Wednesday, February 24, 2010

Blackest Night#7 (of 8) - A Review


Blackest Night #7 (of 8)

Publisher DC

Writer Geoff Johns

Pencils Ivan Reis

Inks Oclair Albert & JoePrado

Colors Alex Sinclair

I was looking forward to reading this issue a lot. Once I got into a series like this I actually ignore news site stories about the series and all the rest of the internet chatter because I want to experience it myself. I enjoy trying to recapture the feeling I had as a kid when you picked up the next issue of a comic with no clue about what was coming next.

This book met my expectations and then some. The story starts with Nekron menacing one of the Guardians and in fact taunting him as to the fact that they guard the universe but never actually live in it. We then break into the Rainbow Corps going into action. In the span of one issue Johns squeezes in action from almost every corner and manages to give quality screen time to a ton of characters.

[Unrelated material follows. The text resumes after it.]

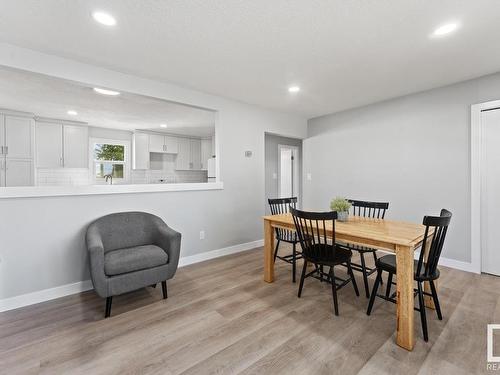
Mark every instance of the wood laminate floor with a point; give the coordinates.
(221, 317)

It is a testament to Johns’ skill in that he puts in moments for Lex Luthor, the Scarecrow, Mera, Wonder Woman, the Atom, Ganthet, Larfreeze, Black Lantern Air Wave, the cavalry of Rainbow Lanterns headed up by Guy Gardner and more.
Each moment is given its due and that is because of Ivan Reis and inkers Oclair Albert and Joe Prado. I’d be remiss if I did not mention colorist Alex Sinclair as every page is a masterpiece of matching the color to the story and with a rainbow of corps it was a heck of a lot of work.
Ivan is being asked to do George Perez type of crowd scene by way of the Neal Adams style of art. What an amazing job. Ivan Reis is the number one super hero pencil artist in the business right now. We have had times when it was Jack Kirby, Curt Swan, Neal Adams, George Perez, Bryan Hitch and others have held that torch on occasion, but with Blackest Night Ivan is the new king of the hill. Panel designs, layouts, expressions, crowd scenes, close ups, camera angles, emotions, you name it and Ivan does it and does is in spectacular fashion. In reading the book I was catapulted along at a high rate of speed as I wanted to see what happened next, but at the same time I slowed down to enjoy every page. I want the Absolute to be able to really enjoy this work.

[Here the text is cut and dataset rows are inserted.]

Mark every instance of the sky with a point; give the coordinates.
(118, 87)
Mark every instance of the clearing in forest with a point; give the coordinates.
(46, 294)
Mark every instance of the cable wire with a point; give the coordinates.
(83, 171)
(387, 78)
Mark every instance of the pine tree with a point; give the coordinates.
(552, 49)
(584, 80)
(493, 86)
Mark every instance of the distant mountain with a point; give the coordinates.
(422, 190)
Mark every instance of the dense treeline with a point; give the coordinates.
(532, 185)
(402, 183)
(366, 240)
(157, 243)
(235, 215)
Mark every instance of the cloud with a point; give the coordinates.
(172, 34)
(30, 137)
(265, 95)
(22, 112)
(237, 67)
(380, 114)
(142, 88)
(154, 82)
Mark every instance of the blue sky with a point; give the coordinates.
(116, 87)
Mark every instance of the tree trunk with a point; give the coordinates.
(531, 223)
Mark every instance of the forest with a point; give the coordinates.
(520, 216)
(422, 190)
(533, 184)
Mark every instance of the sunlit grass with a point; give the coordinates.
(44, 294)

This issues we find out another secret the Guardians had been hiding and that is The Entity, which is the living light bestowed on the Universe (i.e. God) is hidden on Earth and life began on Earth. Nekron’s goal is to kill the white light of the Entity. Now why this type of comic book convention smacks of the same arrogance that middle age man had when he thought the sun and universe revolved around Earth, it works as a comic book convention.

I loved the twist ending, which I will not spoil and look forward to next month’s wrap of Blackest Night.

Geoff Johns has gotten himself that seminal moment in his career. Johns has always been a good to great writer but was great at telling us good stories about usually DC characters. There are multiple runs on his books that I would be happy to own on my bookshelf, but until Blackest Night he did not have that one event that was all his that put his stamp on something, that seminal moment. Add that into his new role at DC and you can equate Johns to being the new Stan Lee/ Julie Schwartz for the DCU, just in multi-media.

I know I skimmed saying what this book was about, but again I’m not looking to take away from someone else reading this before they read the book. Needless to say it is all out action with the Rainbow Corps versus Nekron with the Guardians biggest secret being discovered and a good logical twist as to how this issue ended.

Overall Grade A – Story and art, super hero comics at their best.